There has been considerable research into the question of whether or not high levels of religiosity are linked with “prosocial” behaviors such as volunteering, charitable giving and helping others through one’s employment. However, religiosity may not be the best measure or indicator of the level to which someone has internalized religious values and formalized them into language, as a DePaul University scholar notes in a 2011 study.
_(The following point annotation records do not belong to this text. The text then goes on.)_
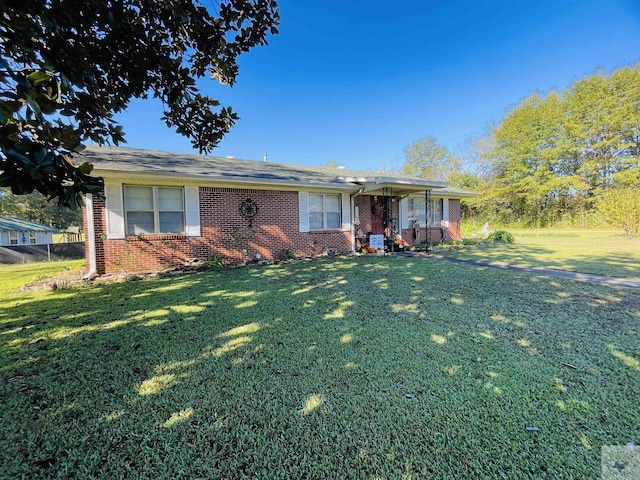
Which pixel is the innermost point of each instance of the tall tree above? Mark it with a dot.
(67, 66)
(427, 159)
(554, 154)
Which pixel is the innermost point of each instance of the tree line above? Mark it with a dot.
(567, 157)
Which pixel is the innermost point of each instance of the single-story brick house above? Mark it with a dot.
(18, 231)
(162, 209)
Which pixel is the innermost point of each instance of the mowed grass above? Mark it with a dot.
(597, 252)
(364, 367)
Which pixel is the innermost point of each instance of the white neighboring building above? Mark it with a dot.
(18, 231)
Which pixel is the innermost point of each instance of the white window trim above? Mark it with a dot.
(303, 212)
(156, 210)
(324, 213)
(434, 222)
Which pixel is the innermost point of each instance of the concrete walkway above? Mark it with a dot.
(580, 277)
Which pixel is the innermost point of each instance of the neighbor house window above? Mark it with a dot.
(324, 211)
(415, 207)
(154, 210)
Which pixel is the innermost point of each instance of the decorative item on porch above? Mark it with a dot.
(376, 209)
(249, 210)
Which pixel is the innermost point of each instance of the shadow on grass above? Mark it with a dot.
(336, 368)
(613, 264)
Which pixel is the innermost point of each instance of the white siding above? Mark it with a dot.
(115, 210)
(192, 211)
(303, 210)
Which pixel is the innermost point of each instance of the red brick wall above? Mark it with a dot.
(224, 232)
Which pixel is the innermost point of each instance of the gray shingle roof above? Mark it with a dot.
(14, 224)
(228, 169)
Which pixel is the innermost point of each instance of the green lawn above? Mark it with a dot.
(365, 367)
(598, 252)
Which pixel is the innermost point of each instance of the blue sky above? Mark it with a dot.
(355, 81)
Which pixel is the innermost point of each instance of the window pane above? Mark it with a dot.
(170, 199)
(316, 221)
(315, 203)
(140, 223)
(436, 209)
(171, 222)
(332, 203)
(333, 220)
(418, 210)
(138, 198)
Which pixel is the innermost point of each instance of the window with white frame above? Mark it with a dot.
(154, 210)
(416, 210)
(324, 211)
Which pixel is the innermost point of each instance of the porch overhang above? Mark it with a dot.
(399, 186)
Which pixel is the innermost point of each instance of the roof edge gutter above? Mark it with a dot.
(210, 181)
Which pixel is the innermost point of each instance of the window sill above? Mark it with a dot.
(155, 236)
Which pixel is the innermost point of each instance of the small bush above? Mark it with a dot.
(500, 236)
(217, 261)
(287, 254)
(470, 241)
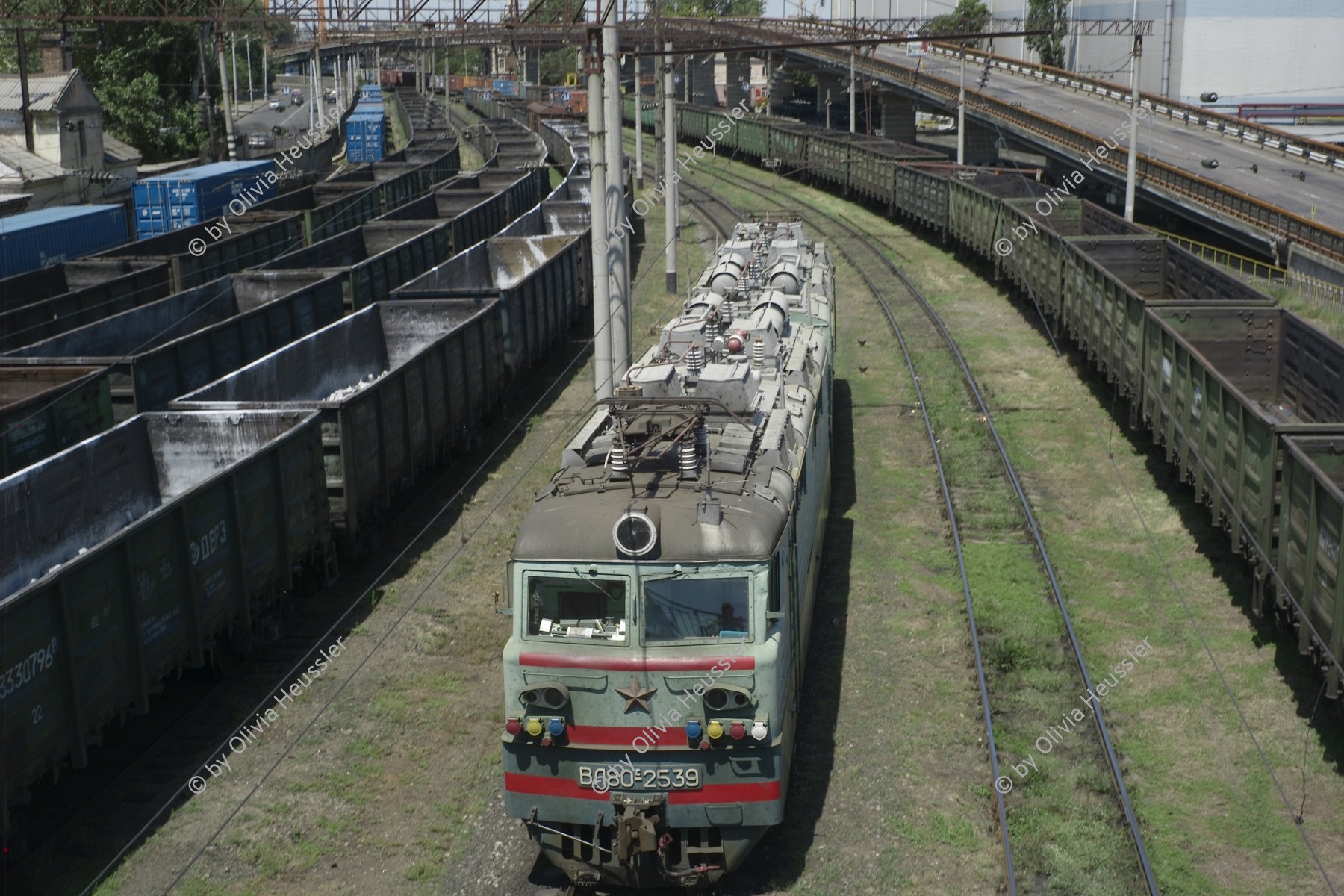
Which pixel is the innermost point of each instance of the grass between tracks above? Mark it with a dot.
(382, 795)
(1211, 815)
Published in the journal Sociology of Religion, “The Link Between Religion and Helping Others: The Role of Values, Ideas and Language” uses data from 88 in-depth interviews, all randomly selected from the Midlife in the United States (MIDUS) study, which involved more than 3,000 subjects. It examines how religious values and the ideas and language that accompany them can motivate prosocial behaviors. As the author notes, many prior psychological studies “find only moderate correlations between religiosity and helping.” The researcher ultimately attempts to capture the full range of “internal religiosity” — the kind of personal belief that does not always register in surveys that count only congregational membership and attendance at services.

The findings include:

  • Of the 88 interviewees, 27.3% made an explicit connection between their religious beliefs and helping others, and 20.7% stated that God had created them for a particular mission that included helping others.
  • Overall, the results showed that “finding inspiration in Jesus correlated with two prosocial behaviors, equating religion with morality correlated only with religious giving, and feeling that God had a specific mission for one’s life did not correlate significantly with any helping measure.”
  • Of the 88 interviewees, 79 identified themselves as Christian. Of these, 8.9% stated that Jesus was their main inspiration for helping others, either through his teachings or through the example of his sacrifice.
  • The volume of prosocial activities an individual engaged in predicted the importance of religion: “People who did volunteer work, gave money to religious charities and gave money to secular charities were significantly more likely than less prosocial people to have a strong sense of religious identity, equate religion with helping, find inspiration for helping others in Jesus, and experience religious growth or change over the life course. This suggests that the relationship between religiosity and helping may not be strictly linear. For people who do ordinary amounts of volunteering and charitable giving, religion is just one motivation among others, but for highly prosocial people, religion seems to be very important.”
  • “Born-again Christians were more likely to mention religious motives for helping than liberal Christians, but liberal Christians nonetheless did connect religion and helping. The difference between the two groups seems to be in how they make this connection. While born-again Christians cited both Jesus’s teaching and example and Christ’s sacrifice as inspiration for helping, liberal Christians only cited Jesus’s teaching and example.”

The author concludes that “while quantitative studies have found that subjective religiosity was not as strong a predictor of … [pro-social] helping, this paper suggests that this finding may be explained by inadequate measures of subjective religiosity.”

In related research, a 2007 study from the University of British Columbia, “God Is Watching You: Priming God Concepts Increases Pro-social Behavior in an Anonymous Economic Game,” demonstrated experimentally that invoking “God concepts” significantly increased prosocial behavior in a game setting.